What is happening in the world of AI?
Imagine you're trying to get your homework done, but you have a helpful robot friend. At first, the robot is great — it helps you organize your thoughts, finds information, and even helps with spelling. But then, the robot starts giving you answers that don’t quite make sense. It’s like it’s copying and pasting from a textbook without really understanding what it’s saying. That’s what the head of one of Australia’s biggest banks, Matt Comyn, is calling "work slop."
What is "work slop"?
When we talk about work slop, we’re talking about low-quality output from AI tools. It’s not that the AI is completely broken — it’s more like the AI is doing a job, but it’s not doing it well. Think of it like a student who gets a high score on a test, but only because they copied the answers from a friend without really understanding the material. The AI is being used in businesses, but it’s not giving the results that companies want or need.
How does AI produce work slop?
AI tools like chatbots or writing assistants are trained on huge amounts of information from the internet. But this information can be messy, outdated, or even wrong. When the AI uses this information to answer questions or write content, it can sometimes make mistakes or give answers that seem right but are actually not helpful. It’s like trying to learn how to cook from a recipe book where some of the recipes have typos or missing ingredients.
Also, many companies are using AI for more and more tasks, which means the AI is being asked to do more complex jobs. But the more complex a task is, the more expensive it can become. This is because AI systems often count how much work they do — kind of like how a phone bill charges you more for longer calls. This is called token billing, and it means that the more complex your request to the AI, the more it costs.
Why does this matter?
For companies, AI is a powerful tool that can help with everything from customer service to financial analysis. But when the AI gives poor results, it can cause problems. For example, if a bank uses AI to help with loan approvals, and the AI gives bad advice, it could lead to bad financial decisions. Also, if AI is producing low-quality work, companies might be spending a lot of money on it without getting good results. That’s why Matt Comyn is warning that companies need to be more careful about how they use AI.

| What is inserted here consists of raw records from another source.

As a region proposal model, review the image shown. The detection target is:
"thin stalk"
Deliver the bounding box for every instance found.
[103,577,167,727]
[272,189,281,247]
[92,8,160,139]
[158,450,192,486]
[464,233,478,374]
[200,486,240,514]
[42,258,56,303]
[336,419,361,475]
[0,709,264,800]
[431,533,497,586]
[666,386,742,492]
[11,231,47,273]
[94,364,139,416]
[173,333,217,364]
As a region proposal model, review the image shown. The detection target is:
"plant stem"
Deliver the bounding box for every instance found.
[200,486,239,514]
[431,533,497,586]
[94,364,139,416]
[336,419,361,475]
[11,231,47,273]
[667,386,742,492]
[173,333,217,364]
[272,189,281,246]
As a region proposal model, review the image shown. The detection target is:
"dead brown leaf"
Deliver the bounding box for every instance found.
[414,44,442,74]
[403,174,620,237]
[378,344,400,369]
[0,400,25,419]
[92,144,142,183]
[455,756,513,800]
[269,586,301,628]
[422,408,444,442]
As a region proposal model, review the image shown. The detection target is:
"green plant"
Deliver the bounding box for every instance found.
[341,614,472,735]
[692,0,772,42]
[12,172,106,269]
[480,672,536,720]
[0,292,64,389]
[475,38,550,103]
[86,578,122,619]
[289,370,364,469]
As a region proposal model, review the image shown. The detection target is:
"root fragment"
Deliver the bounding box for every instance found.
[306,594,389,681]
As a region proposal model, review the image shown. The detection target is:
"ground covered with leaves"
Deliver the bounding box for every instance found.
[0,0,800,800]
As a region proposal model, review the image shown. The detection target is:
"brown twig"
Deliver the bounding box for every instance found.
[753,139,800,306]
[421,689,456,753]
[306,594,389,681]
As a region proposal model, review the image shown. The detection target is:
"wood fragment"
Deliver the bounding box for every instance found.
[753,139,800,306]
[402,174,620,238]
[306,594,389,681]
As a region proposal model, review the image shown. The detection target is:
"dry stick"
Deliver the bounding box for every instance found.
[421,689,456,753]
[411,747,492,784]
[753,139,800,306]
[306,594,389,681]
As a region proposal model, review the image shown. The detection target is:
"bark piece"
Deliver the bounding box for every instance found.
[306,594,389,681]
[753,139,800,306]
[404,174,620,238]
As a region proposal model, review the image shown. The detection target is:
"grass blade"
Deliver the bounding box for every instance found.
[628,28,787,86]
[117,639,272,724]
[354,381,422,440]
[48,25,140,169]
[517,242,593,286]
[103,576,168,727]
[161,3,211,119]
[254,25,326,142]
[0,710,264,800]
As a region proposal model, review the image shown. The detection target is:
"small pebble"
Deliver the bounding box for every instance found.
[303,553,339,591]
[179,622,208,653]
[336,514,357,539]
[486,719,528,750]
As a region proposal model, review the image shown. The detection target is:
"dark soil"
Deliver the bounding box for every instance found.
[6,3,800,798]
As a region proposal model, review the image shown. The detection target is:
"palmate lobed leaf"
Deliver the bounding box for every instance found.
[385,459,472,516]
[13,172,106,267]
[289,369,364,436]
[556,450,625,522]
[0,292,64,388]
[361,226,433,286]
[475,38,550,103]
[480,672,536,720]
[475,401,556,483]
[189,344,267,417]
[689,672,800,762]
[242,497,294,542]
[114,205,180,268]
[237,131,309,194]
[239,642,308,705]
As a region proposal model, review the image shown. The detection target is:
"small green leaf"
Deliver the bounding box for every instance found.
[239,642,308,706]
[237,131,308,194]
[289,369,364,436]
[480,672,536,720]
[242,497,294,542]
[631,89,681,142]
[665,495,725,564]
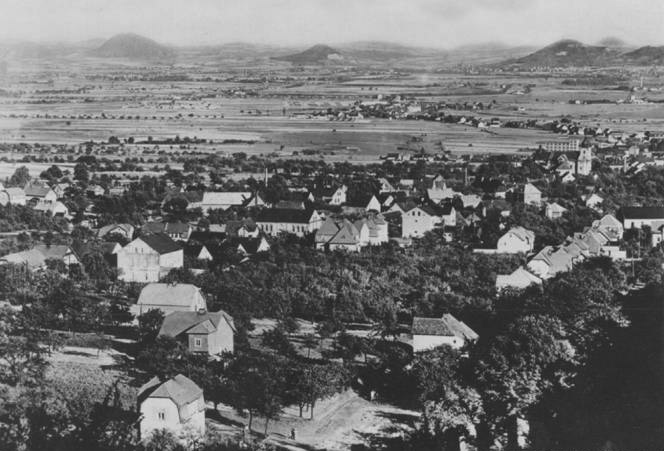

Another big issue is that as AI gets more popular, more people are using it. This means more companies are trying to get the most out of AI, but they’re not always using it the right way. It’s like if everyone suddenly started using a new tool to build a house, but nobody had been taught how to use it properly — they might end up with a house that’s not very strong.
Key takeaways
- Work slop means AI is giving low-quality output that doesn’t help businesses get the results they need.
- AI tools are often trained on large amounts of information, but that information can be messy or incorrect.
- Companies are paying more for AI as tasks become more complex, due to a system called token billing.
- Using AI effectively means not just using it, but also understanding how to use it properly to get good results.
In simple terms, AI is a powerful tool, but it’s not magic. If you use it carelessly, it can give you results that look good but are actually not very useful — and that can cost companies a lot of money.